If PCI switches have ACS enabled, ACS needs to be disabled. On some systems, this task can be completed from the BIOS by disabling IO virtualization or VT-d. For Broadcom devices, it can be completed from the OS, but the task needs to be repeated after each reboot.

  1. To find the PCI bus IDs of Broadcom PCI bridges, run the following command:

$ sudo lspci | grep -i “Broadcom”
  1. Use setpci to disable ACS with the following command, and replace 03:00.0 with the PCI bus ID of each PCI bridge.

$ sudo setpci -s 03:00.0 ECAP_ACS+0x6.w=0000

You can also use a script like the following:

for BDF in `lspci -d "*:*:*" | awk '{print $1}'`; do
   # skip if it doesn't support ACS
   sudo setpci -v -s ${BDF} ECAP_ACS+0x6.w > /dev/null 2>&1
   if [ $? -ne 0 ]; then
      continue
   fi
   sudo setpci -v -s ${BDF} ECAP_ACS+0x6.w=0000
done

Virtual Machines#

The functional and performant configuration has PCIe ACS enabled and PCIe ATS disabled.

Automatic NUMA Scheduling and Balancing#

On a Grace Hopper system, we recommend that you do not use Automatic NUMA Scheduling and Balancing (AutoNUMA) features of the Linux kernel. This is because of the additional page-faults that are introduced by AutoNUMA, which can significantly reduce GPU-heavy application performance.

  • To see the status of AutoNUMA, use cat /proc/sys/kernel/numa_balancing.

  • If the output is 1, AutoNUMA is enabled, if it is 0, it is disabled.

  • To disable AutoNUMA in a session, use echo 0 > /proc/sys/kernel/numa_balancing.

  • To disable AutoNUMA permanently, use echo "kernel.numa_balancing = 0" >> /etc/sysctl.conf.

Swap File Size#

This section applies only to Grace Hopper systems.

If an application allocates a large enough fraction of CPU memory, the kernel might decide to migrate some pages (possibly from third-party applications) from the CPU memory to the GPU memory. This behavior has been observed in applications that use deep learning frameworks, which might use nearly all of the CPU memory during initialization. Currently, if this memory was moved by the kernel to the GPU memory, it can only be reclaimed through a swap file. We recommend that, if possible, you have a large enough swap file for these scenarios.

Note

On a Grace Hopper system with sufficient disk space, we recommend that you use a swap file of at least quarter to half of the aggregate GPU memory size in the system.

Libvirt Network#

  • For bare metal deployments, if libvirt is installed, libvirt adds iptables rules to allow traffic to/from guests attached to the virbr0 device in the INPUT, FORWARD, OUTPUT and POSTROUTING chains. If virtualization isn’t required, removing these rules improves network performance.
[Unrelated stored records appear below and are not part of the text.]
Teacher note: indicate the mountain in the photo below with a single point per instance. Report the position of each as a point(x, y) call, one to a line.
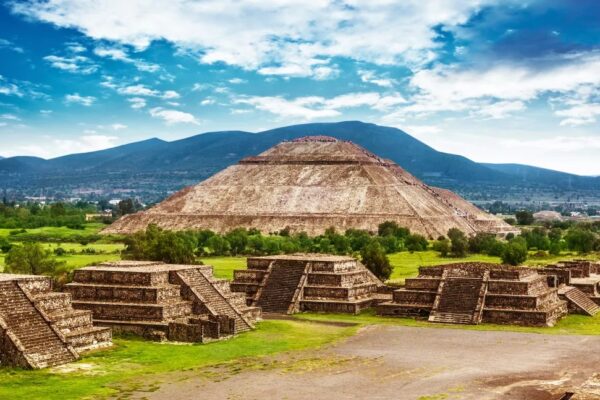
point(154, 167)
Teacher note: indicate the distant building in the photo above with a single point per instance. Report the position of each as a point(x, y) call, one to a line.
point(97, 216)
point(547, 215)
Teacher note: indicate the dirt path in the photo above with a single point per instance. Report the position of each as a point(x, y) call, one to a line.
point(389, 362)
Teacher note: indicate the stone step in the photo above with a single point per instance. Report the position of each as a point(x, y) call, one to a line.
point(582, 301)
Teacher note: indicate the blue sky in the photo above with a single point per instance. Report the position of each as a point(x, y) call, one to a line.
point(496, 81)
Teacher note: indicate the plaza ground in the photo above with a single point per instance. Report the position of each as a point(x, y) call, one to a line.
point(394, 362)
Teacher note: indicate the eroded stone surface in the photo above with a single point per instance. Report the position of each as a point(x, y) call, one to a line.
point(309, 185)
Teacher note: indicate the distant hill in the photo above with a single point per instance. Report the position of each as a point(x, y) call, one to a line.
point(155, 166)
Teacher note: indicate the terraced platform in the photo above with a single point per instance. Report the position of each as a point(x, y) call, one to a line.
point(308, 282)
point(162, 301)
point(471, 293)
point(39, 328)
point(579, 283)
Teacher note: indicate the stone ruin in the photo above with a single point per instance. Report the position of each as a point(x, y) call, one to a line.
point(472, 293)
point(309, 185)
point(162, 301)
point(308, 282)
point(578, 282)
point(39, 328)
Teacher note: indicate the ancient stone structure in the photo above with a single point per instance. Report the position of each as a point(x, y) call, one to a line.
point(39, 328)
point(578, 282)
point(308, 282)
point(471, 293)
point(311, 184)
point(162, 301)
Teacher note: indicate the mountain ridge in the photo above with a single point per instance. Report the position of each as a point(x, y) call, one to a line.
point(185, 161)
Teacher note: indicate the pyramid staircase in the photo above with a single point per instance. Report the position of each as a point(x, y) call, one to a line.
point(39, 328)
point(282, 286)
point(308, 282)
point(472, 293)
point(580, 300)
point(459, 300)
point(162, 301)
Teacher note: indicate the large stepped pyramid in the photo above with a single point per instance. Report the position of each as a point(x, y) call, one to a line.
point(162, 301)
point(308, 282)
point(471, 293)
point(39, 328)
point(309, 185)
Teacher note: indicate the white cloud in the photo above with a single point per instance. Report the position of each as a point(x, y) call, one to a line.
point(120, 54)
point(137, 102)
point(78, 99)
point(502, 89)
point(10, 117)
point(54, 147)
point(75, 64)
point(314, 107)
point(118, 127)
point(173, 116)
point(372, 77)
point(170, 94)
point(7, 44)
point(300, 38)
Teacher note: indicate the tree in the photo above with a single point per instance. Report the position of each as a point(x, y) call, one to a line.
point(374, 258)
point(416, 242)
point(238, 240)
point(458, 242)
point(515, 252)
point(31, 258)
point(155, 244)
point(443, 246)
point(580, 240)
point(5, 245)
point(524, 217)
point(126, 206)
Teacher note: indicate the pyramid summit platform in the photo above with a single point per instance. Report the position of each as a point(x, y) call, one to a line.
point(311, 184)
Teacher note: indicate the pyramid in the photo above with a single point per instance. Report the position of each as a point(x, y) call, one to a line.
point(311, 184)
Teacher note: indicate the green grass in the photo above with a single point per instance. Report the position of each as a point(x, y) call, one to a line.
point(224, 266)
point(570, 325)
point(106, 252)
point(58, 232)
point(406, 264)
point(134, 363)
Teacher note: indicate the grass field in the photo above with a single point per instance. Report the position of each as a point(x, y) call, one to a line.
point(58, 232)
point(105, 252)
point(138, 364)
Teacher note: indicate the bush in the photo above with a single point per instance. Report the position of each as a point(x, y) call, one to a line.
point(31, 258)
point(515, 252)
point(442, 246)
point(458, 243)
point(374, 258)
point(524, 217)
point(155, 244)
point(580, 240)
point(416, 242)
point(5, 245)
  • For bare metal environments, where libvirt isn’t required, disabling the libvirt service and removing the libvirt installed iptables rules can improve network performance.

To remove the libvirt rules, stop the libvirtd service or manually delete the networking rules.

Warning

Only disable the libvirt service or remove the iptables rules in bare metal environments. These steps will break existing libvirt deployments.

  • Stop the libvirtd service

    If there are no virtual machines and virtualization isn’t required, disable the libvirtd.service and reboot to clear the rules and delete the virbr0 interface.

    sudo systemctl stop libvirtd
    sudo systemctl disable libvirtd
    sudo reboot now
    
  • Delete only the networking rules

    Another way to delete these rules is to run the following commands to deactivate the libvirt network. This action will remove the virbr0 bridge, terminate the dnsmasq process, and remove the iptables rules.

    Deactivate the libvirt network named default:

    virsh net-destroy default
    

    Prevent the network from automatically starting on boot:

    virsh net-autostart --network default --disable
    

    To revert the changes, reactivate the default libvirt network:

    virsh net-start default*
    

Note

If libvirt is required, avoid NAT and consider using NIC passthrough or SR-IOV to the virtual machines for optimal performance. Performance optimzation with libvirt is outside the scope of this guide.